BACKGROUND: The association between coffee intake and type 2 diabetes may be modulated by common genetic variation.
OBJECTIVE: The purpose of this study was to examine the association between habitual coffee intake and the risk of type 2 diabetes and to determine whether this association varied by genetic polymorphisms related to type 2 diabetes in Korean adults. DESIGN AND METHODS: A population-based cohort study over a follow-up of 4 years was conducted. A total of 4077 Korean men and women aged 40-69 years with a normal glucose level at baseline were included. Coffee intake was assessed using a validated food frequency questionnaire, and incident type 2 diabetes or prediabetes was defined by oral glucose tolerance test or fasting blood glucose test. The genomic DNA samples were genotyped with the Affymetrix Genome-Wide Human SNP Array 5.0, and nine single-nucleotide polymorphisms related to type 2 diabetes in East Asian populations were extracted.
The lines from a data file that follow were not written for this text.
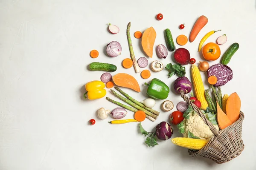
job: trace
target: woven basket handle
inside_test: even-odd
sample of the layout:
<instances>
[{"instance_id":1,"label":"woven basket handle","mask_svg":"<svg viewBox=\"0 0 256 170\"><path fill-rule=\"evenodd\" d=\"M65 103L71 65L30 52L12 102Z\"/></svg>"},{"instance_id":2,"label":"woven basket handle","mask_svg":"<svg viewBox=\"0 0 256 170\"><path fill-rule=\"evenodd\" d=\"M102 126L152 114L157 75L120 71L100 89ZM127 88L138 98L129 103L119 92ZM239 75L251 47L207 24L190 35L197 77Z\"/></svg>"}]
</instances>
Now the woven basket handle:
<instances>
[{"instance_id":1,"label":"woven basket handle","mask_svg":"<svg viewBox=\"0 0 256 170\"><path fill-rule=\"evenodd\" d=\"M194 103L193 103L191 100L189 99L188 97L186 96L186 95L184 94L181 94L181 97L184 99L184 100L189 105L190 105L193 108L194 110L195 111L195 112L198 114L200 117L202 118L203 119L203 121L205 123L207 126L209 127L210 129L212 132L212 133L214 134L214 135L216 135L218 134L218 131L216 129L216 128L213 126L212 123L211 123L207 119L207 118L205 117L205 116L204 113L203 113L201 111L199 110L199 108L195 105Z\"/></svg>"}]
</instances>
RESULTS: A total of 120 cases of type 2 diabetes and 1128 cases of prediabetes were identified. After adjustment for potential confounding factors, we observed an inverse association, but without any clear linear trend, between coffee intake and the combined risk of type 2 diabetes and prediabetes. We found that inverse associations between habitual coffee intake and the combined risk of type 2 diabetes and prediabetes were limited to those with the T-allele (GT/TT) of rs4402960 in IGF2BP2, those with the G-allele (GG/GC) of rs7754840 in CDKAL1, or those with CC of rs5215 in KCNJ11.
CONCLUSION: We found a lower risk of prediabetes and type 2 diabetes combined with coffee intake among individuals with the GT/TT of IGF2BP2 rs4402960, GG/GC of CDKAL1 rs7754840, or CC of KCNJ11 rs5215, which are known to be related to type 2 diabetes in East Asians.
© 2015 European Society of Endocrinology.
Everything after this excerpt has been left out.